7 Ocak 2015 Çarşamba

O kadınlar hep Anan, Bacın, Avradın!

Nilüfer Kent Konseyi Kadın Meclisi Tiyatro Grubu tarafından sahnelenen, senaryosunu İnanç Yılan’ın yazdığı, yönetmenliğini Erdal Gülver’in yaptığı ‘Anam Bacım Avradım’ adlı oyunun ilk gösterimi Nilüfer Yardımseverler Derneği yararına yapıldı.
Uğur Mumcu Kültür Merkezi’nde sahnelenen oyuna katılım hava muhalefetine rağmen epey yüksek seviyede idi.
Pek çoğu Nilüfer Kadın Korosu’nda da yer alan oyuncuları koro arkadaşları, aileleri, sevenleri ve yardımseverler yalnız bırakmamıştı. Tanıdık simalarla dolu salonda yine biz bize izledik oyunu.
Tamamı kadınlardan oluşan kadro, erkek rollerini de başarıyla canlandırdı ve kılıktan kılığa girdikleri oyun boyunca izleyenleri kendilerine hayran bıraktı.
Oyununun konusu kadın ve kadın mağduriyetleri üzerineydi. Oyundaki erkek profilleri izleyenlere göre belki biraz abartılı, lakin aslına göre belki de hafifti.

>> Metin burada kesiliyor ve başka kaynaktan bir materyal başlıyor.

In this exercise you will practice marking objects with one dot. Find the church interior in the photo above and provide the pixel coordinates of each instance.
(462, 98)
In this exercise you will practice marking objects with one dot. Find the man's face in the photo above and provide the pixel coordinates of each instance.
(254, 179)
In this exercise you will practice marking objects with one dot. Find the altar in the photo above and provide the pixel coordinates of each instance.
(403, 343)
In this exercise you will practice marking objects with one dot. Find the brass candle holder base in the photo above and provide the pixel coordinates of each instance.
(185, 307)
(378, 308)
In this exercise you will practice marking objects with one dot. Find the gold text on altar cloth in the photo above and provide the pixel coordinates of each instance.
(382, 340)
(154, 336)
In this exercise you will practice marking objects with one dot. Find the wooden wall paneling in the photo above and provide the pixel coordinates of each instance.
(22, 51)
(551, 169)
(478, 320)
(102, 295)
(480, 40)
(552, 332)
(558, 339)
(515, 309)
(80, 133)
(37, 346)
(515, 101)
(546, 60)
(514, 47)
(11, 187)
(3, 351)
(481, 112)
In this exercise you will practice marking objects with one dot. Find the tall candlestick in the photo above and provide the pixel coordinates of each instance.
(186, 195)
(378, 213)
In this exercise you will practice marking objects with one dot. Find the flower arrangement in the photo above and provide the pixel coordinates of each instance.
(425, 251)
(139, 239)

Salonu dolduran izleyiciler arasında yer alan erkek izleyicilerin alkışlarına mazhar olan kimi sahneler, sahnedeki erkek profillerinden uzak insanlarla çevrelenmiş olduğumuzu düşünmemiz bakımından moral vericiydi.
Yönetmen Erdal Gülver’in de dediği gibi, keşke bu ve benzeri oyunlar davranışlarını düzeltmesi gereken kişiler tarafından izlenseydi.

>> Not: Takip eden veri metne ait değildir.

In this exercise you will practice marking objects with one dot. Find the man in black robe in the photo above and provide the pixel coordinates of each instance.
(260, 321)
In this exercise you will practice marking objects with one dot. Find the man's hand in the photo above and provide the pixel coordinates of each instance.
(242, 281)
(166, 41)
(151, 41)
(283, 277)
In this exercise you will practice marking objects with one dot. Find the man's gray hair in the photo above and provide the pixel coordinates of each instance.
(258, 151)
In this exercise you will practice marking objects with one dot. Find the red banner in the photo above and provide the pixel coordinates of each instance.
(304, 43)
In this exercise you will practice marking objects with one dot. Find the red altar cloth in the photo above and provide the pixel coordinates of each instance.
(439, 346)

Gelelim oyuna ve oyunu izlerken aklıma takılanlara;
Evlenmek istemeyen ama evde kalmış 30 yaşındaki (Pardon 25. Neyse canım, ha 25, ha 30, ne fark eder, değil mi? Sonuçta evde kalmış(!)) bir genç kızın ailesi ve içinde yaşadığı toplum arasındaki sıkışmışlığı hicivli bir anlatımla sunuldu izleyiciye.
Erkek doğurmanın terfi(!) etmek olarak algılandığı bir dünyada, kendisi de kadın olan anaların kızlarına ve cinsiyetlerine sahip çıkmamaları, kız doğurmanın suç(!)unu sırtlanmaları, erkek doğurmanın başarı(!)sını kucaklamaları, sopa altında yaşamaktan nefes dahi almadıkları bir hayatı namus saymaları ve en çok da bu namus(!)a kendileri sahip çıkmaları ne kadar da trajikomik değil mi? (Bol ünlemli bir cümle oldu ve yazı boyunca da olmaya devam edecek. Affediniz…)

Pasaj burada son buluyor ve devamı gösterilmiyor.